When sisters are sick?

Brothers get to get their wiggles out with Daddy by riding bikes to pick up Mama from work!

Not so well.

Poor little Popps has croup. She is absolutely miserable and barks with a cough that sounds awful and wracks her body violently. In between coughing fits? You guessed it, she's smiling.

Monday, January 30, 2012

This girl...

...is a smiler. Nine out of ten photos she is smiling. And that smile is often an open-mouth, twinkly-eyed smile that stops you dead in your tracks and makes you smile too. I might be biased, but she is hands-down one of the happiest babies I know. 

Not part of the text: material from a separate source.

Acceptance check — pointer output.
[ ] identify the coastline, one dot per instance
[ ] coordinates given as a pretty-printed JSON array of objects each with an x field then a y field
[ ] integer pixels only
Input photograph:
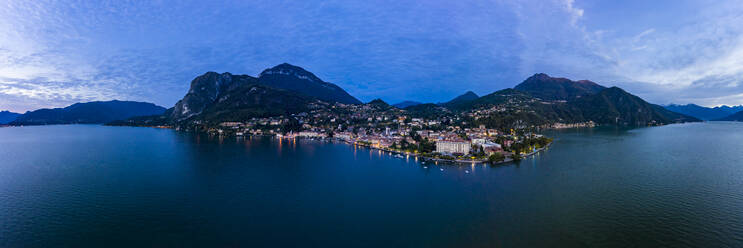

Wednesday, January 25, 2012

Tuesday, January 24, 2012

Pretty in Pink

Poppie has lost her newborn look and is thoroughly an infant now. She can almost sit up on her own and really loves sitting in Finn's highchair watching the goings-on in the kitchen. Pink is definitely her color and although I never thought I would be into pink, I am now. 

Can you blame me?
This little pink sweater outfit was my Christmas outfit when I was her age. I love the fact that my mom saved this stuff through all the moves and clean-outs so that my daughter can wear it today.
Do you see that cheeky smile beneath that ginormous pacifier? Although Poppie looks and acts the part of a perfect angel, she has a really fun, firecracker side, just like her brother. When she is upset that we are putting her down, she shrieks like a girl in a scary movie and then giggles when we come back to fetch her.
Also like her brother, Poppie is super alert and aware of her surroundings (maybe every baby is and I just don't know it). Poppie knows when someone walks in the front door and has a smile ready when they walk into the kitchen. She follows you with her eyes and will coo and babble at you until you engage with her. And by you, I don't mean just me or Nick or Finn. It can be anyone that she takes a liking to. She is a definite extrovert and loves people. 
She has just discovered her hands. They are amazing. She twiddles her fingers and arches her palm and moves her wrist like a ballerina, staring at them the whole while. And if they have nothing better to do, those hands hang out in her mouth.
She also loves grabbing things. Necklaces, hair, shirts, faces. If you get up close and coo at her she puts both hands on your cheeks, grabbing your face ever so gently and smiles and smiles and coos back. It is such a loving little gesture from such a tiny little thing.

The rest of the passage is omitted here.